そういう境遇で発信される文章は、なんといったらいいのだろう。まるで雨に打たれた石のようにみずみずしくて、輝いているのだ。
そして、ふっとモネが白内障の目で描いた世界を思い出したのです。
生涯、言葉と向き合ってきた詩人は、大切な何かを奪われても、奪われたままの世界で、やっぱり読み手の心を静かに揺さぶってくれる詩人でした。

>・・・五感が老いて、ボケもひどくなりました。だけれども、不思議と感じ方が変わったということはありません。そのときによって、五感のうちのどこで感じるかが変わっておるのでしょう。
たとえば水面に波紋が広がれば、それが私にとっての音です。涼しい風が吹いても風の音は聞こえませんけれど、波紋を見たり葉っぱが揺れるのを見ると風の音が聞こえるようです。人間は、五感を働かせていることが、生きているということなのでしょう。五感の感ずるままに、えこひいきしないであるがまま眺める気持ちになったとき、何かを書きたくなるのです。
人生を大休み、小休み、中休みにたとえ、最後に大休みにかえっていく生き方を「かれんな」というまどさんの言葉に、感動します。まあまあ、そこそこ暮らしている自分も、そうだ、かれんではないかい? 認めてやろう。そう思ったら、鼻の奥がつんとしてきた。
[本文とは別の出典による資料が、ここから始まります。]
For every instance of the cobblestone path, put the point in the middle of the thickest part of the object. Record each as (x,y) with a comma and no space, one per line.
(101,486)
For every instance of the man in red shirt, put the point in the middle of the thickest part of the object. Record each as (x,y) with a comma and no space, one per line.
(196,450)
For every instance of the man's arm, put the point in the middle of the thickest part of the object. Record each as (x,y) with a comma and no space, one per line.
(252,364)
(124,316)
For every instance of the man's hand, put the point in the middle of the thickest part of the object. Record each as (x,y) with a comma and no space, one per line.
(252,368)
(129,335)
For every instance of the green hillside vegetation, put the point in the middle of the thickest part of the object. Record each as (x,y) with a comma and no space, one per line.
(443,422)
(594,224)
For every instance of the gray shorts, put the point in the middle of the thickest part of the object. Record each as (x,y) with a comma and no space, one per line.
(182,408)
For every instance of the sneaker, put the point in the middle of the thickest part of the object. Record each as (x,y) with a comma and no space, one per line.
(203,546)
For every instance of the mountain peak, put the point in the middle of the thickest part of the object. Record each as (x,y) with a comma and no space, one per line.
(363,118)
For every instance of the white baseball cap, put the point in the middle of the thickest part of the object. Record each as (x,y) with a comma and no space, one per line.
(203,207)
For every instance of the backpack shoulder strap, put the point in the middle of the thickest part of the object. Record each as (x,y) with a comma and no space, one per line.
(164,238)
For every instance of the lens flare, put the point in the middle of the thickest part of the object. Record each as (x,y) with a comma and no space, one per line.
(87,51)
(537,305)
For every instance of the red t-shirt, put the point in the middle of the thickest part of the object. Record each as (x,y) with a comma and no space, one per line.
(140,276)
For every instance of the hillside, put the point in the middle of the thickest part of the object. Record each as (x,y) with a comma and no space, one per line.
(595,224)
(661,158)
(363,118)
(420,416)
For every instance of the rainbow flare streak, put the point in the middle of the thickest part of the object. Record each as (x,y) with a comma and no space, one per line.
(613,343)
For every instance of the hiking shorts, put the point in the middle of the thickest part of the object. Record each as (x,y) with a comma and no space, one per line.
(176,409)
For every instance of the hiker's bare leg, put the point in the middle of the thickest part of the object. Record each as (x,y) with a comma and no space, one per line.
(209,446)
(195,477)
まどさんは、小さなノート(日記帳)の最初のページに「よろしくお願いします」と書く。謙虚で、朗らかで、ちょっと皮肉な1ページ目は、虹のようにも見える。
ノートには、「?」「!」という記号が多くなるそう。「これなんだろう」「あれなんだろう」の「?」はどこにでもある、といいます。そして、「?」は「!」(感嘆符)に変わっていく。

>世の中に「?」と「!」と両方あれば、ほかにはもう、何もいらんのじゃないでしょうかね?
小さな「?」のあと、「ま、いいか」になってしまうことの多いわたしは、今日、いくつ「?」を見つけられるか。そして、それをいくつ「!」を変えられるだろうか。